The International Standards Organization, ISO, published the much-anticipated Net Zero Guidelines on 11th November 2022. It will make it easier for global institutions and governments to achieve the Net Zero goal.
Who created these Net Zero Guidelines?
Over 1,200 organizations and experts from over 100 countries came together to create the guidelines for Net Zero, through the ISO platform. In a consensus process, it took just three months. These works are based on the current scenario of Net Zero standards.
This initiative was made possible through our 2050 world collaboration between ISO, the UN Race to Zero, and the UNFCCC’s Global Innovation Hub, convened by the UK’s national standards body, BSI.
How does ISO Net Zero guideline help?
- These Net Zero Guidelines will support all organizations that develop policies, frameworks, standards, or other initiatives on Net Zero for others to use.
- It will insist on a common approach across all institutions on Net Zero. These guidelines will currently be available in English, French, Spanish, and Arabic.
- These Net Zero Guidelines are helpfully built on Race to Zero voluntary criteria and can be used as a key reference text on Net Zero to bring global actors into alignment, meet ambition and address greenwashing.
- ISO is determined to increase positive impact around the world and ensure that our Net Zero guidelines are used with the widest possible reach.
- The Net Zero guidelines provide a common reference point for the systems and organizations that will be subject to these transformational forces. This common reference point is expected to stimulate the development of climate and sustainability solutions that enable the satisfaction of core human needs irrespective of the value chain that aligns with the climate and sustainability goals.

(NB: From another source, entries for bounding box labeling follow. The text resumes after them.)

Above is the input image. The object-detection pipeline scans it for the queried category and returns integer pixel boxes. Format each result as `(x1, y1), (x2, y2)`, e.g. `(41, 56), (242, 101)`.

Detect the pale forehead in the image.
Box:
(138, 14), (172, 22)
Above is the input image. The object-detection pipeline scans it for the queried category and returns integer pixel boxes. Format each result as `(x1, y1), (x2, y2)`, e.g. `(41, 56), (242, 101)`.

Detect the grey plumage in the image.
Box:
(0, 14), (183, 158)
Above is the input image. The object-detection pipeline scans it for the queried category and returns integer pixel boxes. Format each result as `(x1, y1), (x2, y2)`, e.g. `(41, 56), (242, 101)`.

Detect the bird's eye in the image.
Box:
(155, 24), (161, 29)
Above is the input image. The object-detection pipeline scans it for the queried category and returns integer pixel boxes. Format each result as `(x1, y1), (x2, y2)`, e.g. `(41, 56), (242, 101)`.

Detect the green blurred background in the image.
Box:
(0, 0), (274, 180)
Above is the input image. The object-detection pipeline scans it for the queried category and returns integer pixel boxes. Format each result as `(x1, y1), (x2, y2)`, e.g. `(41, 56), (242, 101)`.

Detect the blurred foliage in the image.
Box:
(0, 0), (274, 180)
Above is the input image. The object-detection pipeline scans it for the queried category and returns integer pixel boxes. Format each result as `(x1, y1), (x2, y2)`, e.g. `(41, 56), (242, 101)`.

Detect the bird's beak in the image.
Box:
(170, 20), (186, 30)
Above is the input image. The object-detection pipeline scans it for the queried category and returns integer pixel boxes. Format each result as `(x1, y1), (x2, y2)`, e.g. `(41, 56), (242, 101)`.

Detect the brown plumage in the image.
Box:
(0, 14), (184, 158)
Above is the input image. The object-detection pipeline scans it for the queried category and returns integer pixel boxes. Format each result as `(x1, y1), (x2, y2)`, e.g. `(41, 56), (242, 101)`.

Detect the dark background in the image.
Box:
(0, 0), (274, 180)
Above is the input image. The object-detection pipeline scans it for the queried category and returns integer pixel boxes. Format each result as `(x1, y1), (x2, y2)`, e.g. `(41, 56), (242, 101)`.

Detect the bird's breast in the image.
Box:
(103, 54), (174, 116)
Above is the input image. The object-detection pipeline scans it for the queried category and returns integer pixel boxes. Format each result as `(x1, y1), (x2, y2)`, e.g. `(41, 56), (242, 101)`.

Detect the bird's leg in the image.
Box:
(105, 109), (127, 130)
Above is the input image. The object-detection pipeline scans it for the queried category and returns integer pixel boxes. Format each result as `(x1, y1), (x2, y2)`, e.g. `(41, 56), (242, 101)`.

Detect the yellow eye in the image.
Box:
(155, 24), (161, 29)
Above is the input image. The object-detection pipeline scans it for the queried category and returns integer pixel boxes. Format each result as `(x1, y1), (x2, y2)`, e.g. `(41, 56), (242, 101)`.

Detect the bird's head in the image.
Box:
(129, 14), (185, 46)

This document provides common terms and definitions, guidance, and specific recommendations on:
- — net zero guiding principles for all organizations;
- — incorporating net-zero into strategies and policies;
- — what net zero means at different levels and for different types of organizations;
- — setting and aligning interim and long-term targets based on equity, latest scientific knowledge, evidence, research, and agreed good practice;
- — actions to take to achieve these targets;
- — greenhouse gas emission reductions within the value chain;
- — nature protection and restoration;
- — avoided emissions and other climate contributions beyond the value chain;
- — removals;
- — offsets;
- — credits;
- — claims;
- — monitoring, measuring, and use of appropriate and consistent indicators;
- — equity, empowerment, fair share, and wider impact;
- — transparent reporting and effective communication.
“I am delighted to welcome the publication of ISO’s Net Zero Guidelines and congratulate all who have worked on them. As we highlighted in the Pivot Point report earlier this year, if we are to effectively and rapidly unlock the regulatory environment needed to help governments meet the goals of the Paris Agreement, we need to be at Net Zero. There is a need for clear, consistent, and harmonized global standards.”UN Climate Change High-Level Champion, Nigel Topping
The Net Zero Guidelines were developed through the International Organization for Standardization International Workshop Agreement (IWA) process, a series of virtual workshops aimed at creating a final guideline that reflects a global approach to reaching Net Zero.